Those are indeed the two possibilities. But L6->L7 is not done within a single org but instead is a set of company-wide committees, so if it was just our org being supportive of this sort of work then we'd see people hit a wall at L6. But they don't. This is what makes me convinced that committees actually do care about this stuff.
I find that there are two problems that contribute to this belief system.
1. People believe that doing the same work for more time should get them promoted. "Doing maintenance" can mean a variety of things and simply clearing minor issues until the end of time is not necessarily actually changing the landscape of technical debt. Something about the state of the world needs to change or the work is just large scale bikeshedding.

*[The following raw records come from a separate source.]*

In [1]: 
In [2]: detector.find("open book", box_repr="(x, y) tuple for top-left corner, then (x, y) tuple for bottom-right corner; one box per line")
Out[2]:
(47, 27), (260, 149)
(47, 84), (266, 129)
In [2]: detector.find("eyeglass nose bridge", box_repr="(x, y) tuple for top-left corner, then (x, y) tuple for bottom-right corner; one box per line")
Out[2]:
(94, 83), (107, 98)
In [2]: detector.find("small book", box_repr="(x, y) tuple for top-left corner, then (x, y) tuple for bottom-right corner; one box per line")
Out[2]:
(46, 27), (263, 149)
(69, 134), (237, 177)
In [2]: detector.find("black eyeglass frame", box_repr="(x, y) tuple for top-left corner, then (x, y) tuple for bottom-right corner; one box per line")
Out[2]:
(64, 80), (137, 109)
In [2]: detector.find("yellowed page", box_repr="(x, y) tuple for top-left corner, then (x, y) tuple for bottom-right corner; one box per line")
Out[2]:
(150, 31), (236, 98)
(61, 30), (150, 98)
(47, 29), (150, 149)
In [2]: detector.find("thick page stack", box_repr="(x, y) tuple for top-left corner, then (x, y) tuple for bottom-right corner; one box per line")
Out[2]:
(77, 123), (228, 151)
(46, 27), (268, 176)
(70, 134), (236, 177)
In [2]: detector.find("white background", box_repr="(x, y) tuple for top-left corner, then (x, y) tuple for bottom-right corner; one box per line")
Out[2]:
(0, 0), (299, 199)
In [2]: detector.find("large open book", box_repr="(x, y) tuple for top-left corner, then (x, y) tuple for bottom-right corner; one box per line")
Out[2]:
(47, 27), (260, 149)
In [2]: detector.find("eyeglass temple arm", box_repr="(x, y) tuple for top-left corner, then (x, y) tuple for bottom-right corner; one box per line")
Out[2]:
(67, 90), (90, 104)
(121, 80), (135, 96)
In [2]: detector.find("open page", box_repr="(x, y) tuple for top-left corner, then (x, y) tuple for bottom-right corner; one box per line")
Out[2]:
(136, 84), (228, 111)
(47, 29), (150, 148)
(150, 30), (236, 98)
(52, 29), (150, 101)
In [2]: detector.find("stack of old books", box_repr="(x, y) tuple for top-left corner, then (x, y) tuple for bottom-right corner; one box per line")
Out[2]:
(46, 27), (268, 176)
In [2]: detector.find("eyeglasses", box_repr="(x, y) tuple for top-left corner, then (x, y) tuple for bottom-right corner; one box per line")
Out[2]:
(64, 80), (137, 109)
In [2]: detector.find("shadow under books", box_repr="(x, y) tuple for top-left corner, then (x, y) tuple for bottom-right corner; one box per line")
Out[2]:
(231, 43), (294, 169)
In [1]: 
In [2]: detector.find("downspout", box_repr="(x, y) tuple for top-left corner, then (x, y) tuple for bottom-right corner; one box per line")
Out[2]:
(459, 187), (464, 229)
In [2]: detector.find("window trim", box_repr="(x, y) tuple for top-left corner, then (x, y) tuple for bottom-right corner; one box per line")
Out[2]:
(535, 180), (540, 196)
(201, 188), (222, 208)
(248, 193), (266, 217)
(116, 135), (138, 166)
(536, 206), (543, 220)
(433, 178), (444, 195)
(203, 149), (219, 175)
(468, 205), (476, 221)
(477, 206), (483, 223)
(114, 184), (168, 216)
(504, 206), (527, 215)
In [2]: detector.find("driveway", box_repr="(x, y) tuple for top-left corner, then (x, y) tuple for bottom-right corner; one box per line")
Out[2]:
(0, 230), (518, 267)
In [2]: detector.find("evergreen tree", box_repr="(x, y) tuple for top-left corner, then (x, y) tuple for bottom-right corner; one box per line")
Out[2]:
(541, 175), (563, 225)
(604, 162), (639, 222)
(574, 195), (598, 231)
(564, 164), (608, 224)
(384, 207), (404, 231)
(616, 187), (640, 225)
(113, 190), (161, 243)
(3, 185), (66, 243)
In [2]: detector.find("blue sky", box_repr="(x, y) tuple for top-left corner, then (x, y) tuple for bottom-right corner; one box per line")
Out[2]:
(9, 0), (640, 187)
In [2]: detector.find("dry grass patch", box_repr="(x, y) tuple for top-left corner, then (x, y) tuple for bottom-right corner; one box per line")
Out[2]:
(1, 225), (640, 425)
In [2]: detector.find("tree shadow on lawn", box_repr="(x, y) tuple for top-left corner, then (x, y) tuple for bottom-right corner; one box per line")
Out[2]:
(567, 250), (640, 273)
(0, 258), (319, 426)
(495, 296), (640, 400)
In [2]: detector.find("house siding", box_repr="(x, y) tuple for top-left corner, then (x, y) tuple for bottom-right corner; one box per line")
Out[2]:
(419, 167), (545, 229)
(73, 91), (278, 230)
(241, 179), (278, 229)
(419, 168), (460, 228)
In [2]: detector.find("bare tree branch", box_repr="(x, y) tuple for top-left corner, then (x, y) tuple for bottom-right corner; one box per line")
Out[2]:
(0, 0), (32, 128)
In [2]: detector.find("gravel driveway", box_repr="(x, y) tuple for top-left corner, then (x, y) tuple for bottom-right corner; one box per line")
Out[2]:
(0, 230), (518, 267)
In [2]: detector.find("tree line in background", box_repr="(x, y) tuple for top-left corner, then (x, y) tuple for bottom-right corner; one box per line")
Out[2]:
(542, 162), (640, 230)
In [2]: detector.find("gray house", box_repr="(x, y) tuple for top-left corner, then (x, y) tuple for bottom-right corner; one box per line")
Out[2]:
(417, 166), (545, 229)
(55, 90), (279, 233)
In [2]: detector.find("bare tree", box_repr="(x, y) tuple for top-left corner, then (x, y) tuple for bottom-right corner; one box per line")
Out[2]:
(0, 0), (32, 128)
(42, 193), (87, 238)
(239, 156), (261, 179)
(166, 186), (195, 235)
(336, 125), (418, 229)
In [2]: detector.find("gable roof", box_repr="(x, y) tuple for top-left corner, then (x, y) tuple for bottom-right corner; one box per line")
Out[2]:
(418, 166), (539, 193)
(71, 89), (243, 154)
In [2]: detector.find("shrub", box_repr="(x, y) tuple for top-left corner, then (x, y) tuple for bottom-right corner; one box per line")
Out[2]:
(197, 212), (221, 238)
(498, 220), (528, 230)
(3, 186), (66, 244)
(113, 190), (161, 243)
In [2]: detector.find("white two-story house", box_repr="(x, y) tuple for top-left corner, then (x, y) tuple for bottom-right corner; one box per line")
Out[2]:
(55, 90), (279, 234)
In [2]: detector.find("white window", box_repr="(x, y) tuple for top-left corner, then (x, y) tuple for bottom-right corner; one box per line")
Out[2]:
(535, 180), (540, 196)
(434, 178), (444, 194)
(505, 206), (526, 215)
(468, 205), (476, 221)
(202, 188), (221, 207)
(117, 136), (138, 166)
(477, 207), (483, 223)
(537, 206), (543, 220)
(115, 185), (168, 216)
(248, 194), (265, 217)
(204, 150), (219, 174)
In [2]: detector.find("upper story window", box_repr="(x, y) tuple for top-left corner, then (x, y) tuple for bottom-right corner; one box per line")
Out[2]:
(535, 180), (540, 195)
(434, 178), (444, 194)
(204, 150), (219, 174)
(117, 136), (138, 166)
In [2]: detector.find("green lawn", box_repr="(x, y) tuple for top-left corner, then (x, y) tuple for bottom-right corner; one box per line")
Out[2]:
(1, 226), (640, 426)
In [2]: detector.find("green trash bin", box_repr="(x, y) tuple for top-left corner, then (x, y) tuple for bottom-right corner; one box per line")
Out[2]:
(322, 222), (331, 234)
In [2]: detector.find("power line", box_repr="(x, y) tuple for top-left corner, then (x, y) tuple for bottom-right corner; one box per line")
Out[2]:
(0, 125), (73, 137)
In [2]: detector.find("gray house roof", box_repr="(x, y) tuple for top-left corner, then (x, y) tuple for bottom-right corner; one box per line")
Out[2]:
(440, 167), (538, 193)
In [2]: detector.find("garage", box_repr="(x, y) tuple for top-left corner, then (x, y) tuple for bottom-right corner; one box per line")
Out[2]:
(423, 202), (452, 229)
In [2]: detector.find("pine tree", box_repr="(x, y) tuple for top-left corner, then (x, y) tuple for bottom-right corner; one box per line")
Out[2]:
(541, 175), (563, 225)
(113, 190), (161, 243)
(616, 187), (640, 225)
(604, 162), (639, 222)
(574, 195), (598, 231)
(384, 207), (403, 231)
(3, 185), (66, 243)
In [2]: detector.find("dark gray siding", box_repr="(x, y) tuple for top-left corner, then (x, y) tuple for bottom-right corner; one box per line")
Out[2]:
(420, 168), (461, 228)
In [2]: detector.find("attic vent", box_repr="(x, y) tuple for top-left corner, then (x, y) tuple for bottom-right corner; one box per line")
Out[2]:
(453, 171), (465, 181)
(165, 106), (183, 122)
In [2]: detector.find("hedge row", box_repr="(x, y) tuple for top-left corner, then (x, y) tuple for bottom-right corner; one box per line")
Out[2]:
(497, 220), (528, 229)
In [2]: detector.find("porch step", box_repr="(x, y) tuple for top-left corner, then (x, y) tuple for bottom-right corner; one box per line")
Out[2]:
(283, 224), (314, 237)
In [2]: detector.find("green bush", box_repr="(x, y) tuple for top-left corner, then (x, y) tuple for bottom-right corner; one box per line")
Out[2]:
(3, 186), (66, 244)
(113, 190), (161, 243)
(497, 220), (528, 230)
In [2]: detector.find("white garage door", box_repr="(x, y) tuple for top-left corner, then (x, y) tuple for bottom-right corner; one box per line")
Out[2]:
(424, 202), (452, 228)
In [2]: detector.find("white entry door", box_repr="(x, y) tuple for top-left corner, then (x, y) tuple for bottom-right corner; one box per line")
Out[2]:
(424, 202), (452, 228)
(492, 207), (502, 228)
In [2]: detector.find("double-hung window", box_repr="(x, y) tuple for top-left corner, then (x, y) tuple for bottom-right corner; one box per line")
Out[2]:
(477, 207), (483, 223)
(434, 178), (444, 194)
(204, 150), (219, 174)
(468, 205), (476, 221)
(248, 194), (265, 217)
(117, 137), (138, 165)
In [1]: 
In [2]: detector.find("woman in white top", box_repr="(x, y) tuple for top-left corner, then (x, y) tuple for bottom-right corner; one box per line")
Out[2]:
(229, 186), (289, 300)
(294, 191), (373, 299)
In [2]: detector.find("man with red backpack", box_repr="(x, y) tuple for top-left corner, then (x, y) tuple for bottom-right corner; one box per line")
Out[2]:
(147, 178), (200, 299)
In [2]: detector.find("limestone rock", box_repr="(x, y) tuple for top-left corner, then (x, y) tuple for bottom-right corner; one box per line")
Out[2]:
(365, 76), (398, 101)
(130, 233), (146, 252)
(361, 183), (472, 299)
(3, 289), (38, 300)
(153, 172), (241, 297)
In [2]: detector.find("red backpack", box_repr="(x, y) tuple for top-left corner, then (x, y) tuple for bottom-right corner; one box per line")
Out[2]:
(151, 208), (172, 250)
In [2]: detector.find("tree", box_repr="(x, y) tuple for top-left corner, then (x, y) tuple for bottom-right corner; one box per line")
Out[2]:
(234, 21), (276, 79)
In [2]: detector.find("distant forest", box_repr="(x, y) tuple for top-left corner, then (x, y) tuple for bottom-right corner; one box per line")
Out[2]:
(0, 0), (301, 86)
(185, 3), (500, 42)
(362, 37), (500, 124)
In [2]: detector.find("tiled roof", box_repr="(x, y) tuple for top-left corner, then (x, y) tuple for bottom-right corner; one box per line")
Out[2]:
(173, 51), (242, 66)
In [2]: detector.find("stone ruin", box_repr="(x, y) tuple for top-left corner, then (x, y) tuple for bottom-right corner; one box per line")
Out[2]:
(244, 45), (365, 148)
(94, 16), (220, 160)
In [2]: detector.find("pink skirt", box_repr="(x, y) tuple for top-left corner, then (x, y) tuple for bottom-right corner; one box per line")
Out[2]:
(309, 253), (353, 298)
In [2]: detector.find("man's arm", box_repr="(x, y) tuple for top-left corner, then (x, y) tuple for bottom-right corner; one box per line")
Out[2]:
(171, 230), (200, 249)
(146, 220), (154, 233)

2. People are often truly terrible at measuring the results of their work. This introduces a bias towards launches and new products because their impact is often very easy to measure (there have been processes put in place to resist this force with various degrees of success). But I have seen cases where somebody's work on debt and maintenance is measured by "total number of changes" with zero evidence that the changes are actually useful or valuable. Even just getting some leaders to write down "trust me, this is important" would go a long way and people still fail to do this. Then people complain that their work isn't being valued when that was never the problem.
I do think this is one space where my org has an advantage. Because we do this sort of work so frequently, managers are good at helping their reports measure the actual quality changes in the codebase and build an argument that the work was meaningful.
I also agree that UncleMeat is definitely not one of Zappa's best but I didn't think too carefully about the nic when I created it.